全12大会(24戦)のカレンダーが組まれている、2012年のWTCC(FIA世界ツーリングカー選手権)。今シーズンの特徴として真っ先に挙げられるのは初開催コースが多いこと、実に全体の3分の1にあたる4大会が該当する。
そして、初開催コースでのレース、その1戦目となるのがスロバキアリンクである。2009年にオープンした最新鋭の国際サーキットは全長5,922kmという大規模なもので、このコース延長はシリーズを通してマカオグランプリに次ぐロングコース、常設型サーキットとしては開幕戦の舞台となったモンツァを上回る最長の数値となる。
開幕から3大会、6戦を終えての現状は、まさにシボレーの強さが目立つ展開が続いている。これまで優勝を完全に独占、前戦のモロッコでは2レースともに表彰台を独占して、ドライバーズランキングでもシボレー・ワークスの3選手が再びトップ3に君臨する展開となった。
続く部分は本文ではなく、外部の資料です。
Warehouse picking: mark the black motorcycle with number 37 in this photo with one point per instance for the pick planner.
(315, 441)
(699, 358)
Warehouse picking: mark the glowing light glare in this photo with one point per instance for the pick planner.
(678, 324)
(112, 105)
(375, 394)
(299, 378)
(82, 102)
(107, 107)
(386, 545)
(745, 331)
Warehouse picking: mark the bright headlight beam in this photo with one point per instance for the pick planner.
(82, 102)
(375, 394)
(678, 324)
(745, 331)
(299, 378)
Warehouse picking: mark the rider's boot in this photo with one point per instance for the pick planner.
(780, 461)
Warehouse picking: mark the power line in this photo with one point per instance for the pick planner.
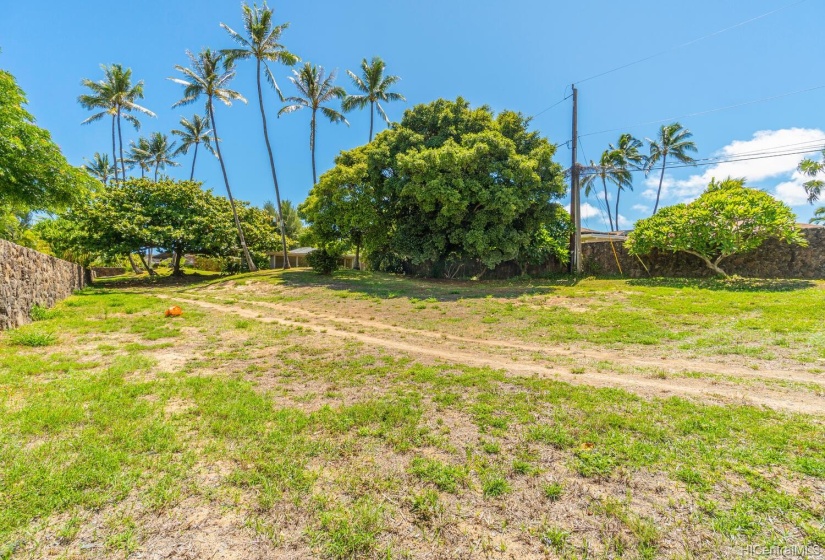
(701, 163)
(563, 99)
(700, 113)
(682, 45)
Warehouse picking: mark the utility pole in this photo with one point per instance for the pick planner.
(575, 193)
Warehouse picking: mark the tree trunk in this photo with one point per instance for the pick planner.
(372, 116)
(661, 179)
(192, 174)
(249, 261)
(132, 263)
(714, 266)
(114, 149)
(151, 272)
(272, 167)
(120, 140)
(176, 268)
(312, 147)
(607, 203)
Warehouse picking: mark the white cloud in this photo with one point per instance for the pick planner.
(590, 211)
(792, 192)
(754, 170)
(624, 223)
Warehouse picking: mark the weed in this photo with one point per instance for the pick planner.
(553, 491)
(445, 477)
(32, 338)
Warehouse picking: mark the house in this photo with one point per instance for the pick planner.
(591, 235)
(298, 258)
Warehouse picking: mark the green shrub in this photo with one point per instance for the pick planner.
(323, 261)
(38, 313)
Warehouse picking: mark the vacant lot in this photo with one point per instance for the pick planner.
(288, 415)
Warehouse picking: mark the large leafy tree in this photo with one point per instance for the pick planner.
(374, 87)
(342, 207)
(34, 175)
(194, 133)
(116, 96)
(449, 183)
(209, 77)
(727, 219)
(100, 167)
(316, 89)
(139, 213)
(262, 42)
(672, 141)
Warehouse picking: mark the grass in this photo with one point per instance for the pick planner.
(757, 319)
(336, 449)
2012年シーズンを制するための大きな鍵となる初開催コース、ここでも果たしてシボレーが強さを見せ続けるのか。ここで注目すべきは、昨年の上海天馬戦のプレビューでもご紹介したように、初開催コースを得意としているシボレーのアラン・メニュ選手(写真)の戦いぶりであろう。
その上海天馬戦、やはりプレビューで記したデータが裏付けられ、メニュ選手は第1レースで初開催コースでの7勝目を飾った。そして、これに続いたのが第2レースを勝利した同じシボレーのイヴァン・ミューラー選手、こちらは初開催コース5勝目である。
初開催コースでの勝利数でこの二人に続いているのは、シボレーのロブ・ハフ選手とセアトのガブリエレ・タルクィーニ選手で、ともに3勝。このデータからして、メニュ選手とミューラー選手が、初開催コースを得意にしていることがお分かりいただけるだろう。
ディフェンディングチャンピオンのミューラー選手がランキングトップに君臨しているものの、しっかりそれを追っているのがメニュ選手。得点差は24点、得意の初開催コースで勝ち星を増やして悲願のチャンピオン獲得に向けた大きな一歩を踏み出すのかが、まずは注目のポイントとなる。
さらにYOKOHAMAトロフィーの白熱したランキング争いも見逃せない。
主役となりつつあるのは、若手のホープであるセアトのペペ・オリオラ選手とBMWのステファノ・ディアステ選手。2007年以来となるタイトルを目指すディアステ選手と、初タイトルに向けて加速するオリオラ選手、年の差にして20歳離れている両者の初コース攻略はどちらに軍配が上がるのだろうか。